Thai identity today is a result of nation-building efforts of the Phibun region in the 1930s and 1940s. This is when the National Anthem of Thailand (Phleng Chat Thai) spread throughout the country. The Government's establishment of a 'Thai identity' continued into the late 1950s with national rhetoric designed to affirm a unified 'Thai culture' associated with the 'Central Tai' (the dominant ethnic group in Thailand).

The national symbols of the Kingdom include: the Garuda emblem, national flag and anthem, the golden shower flower, Sala Thai architecture, Siamese fighting fish and Siamese fireback bird, and the national Hindu epic Ramakien. Although the rhetoric of a unified national identity persists there is recognition of the diversity between people of different regional backgrounds.

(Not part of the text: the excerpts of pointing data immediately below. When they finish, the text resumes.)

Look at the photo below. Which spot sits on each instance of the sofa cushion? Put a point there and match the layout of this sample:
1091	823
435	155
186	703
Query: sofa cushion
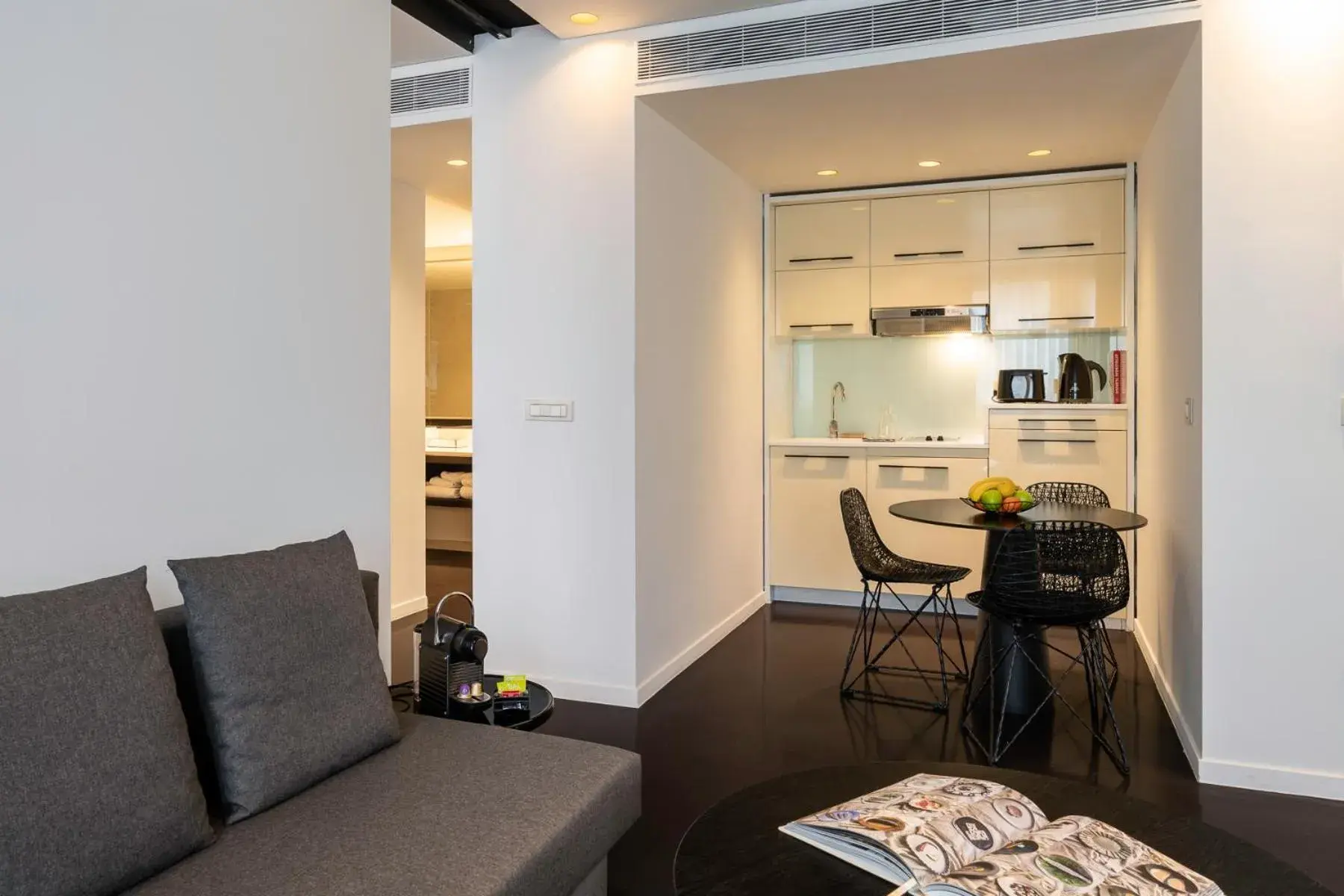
96	771
287	667
428	817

With the country’s long history of monarchical rule, the King plays a central role in Thai culture. Officially, the King is the head of state, and he occasionally intervenes in political affairs. The recently deceased King, Bhumibol Adulyadej, ruled from 1946 to 2016, making him one of the world’s longest-reigning monarchs. Sometimes known as the ‘heart of the Thai people’, Abulyadej is still given the utmost respect as many saw him as a national symbol of Thai identity and unity. Images of the recent monarch pervade the daily life of Thai people, frequently appearing in public as well as in people’s homes as a constant reminder of a unified ‘Thai identity’. This is also evident in Australia, with many Thai restaurants showcasing a portrait of the recent king.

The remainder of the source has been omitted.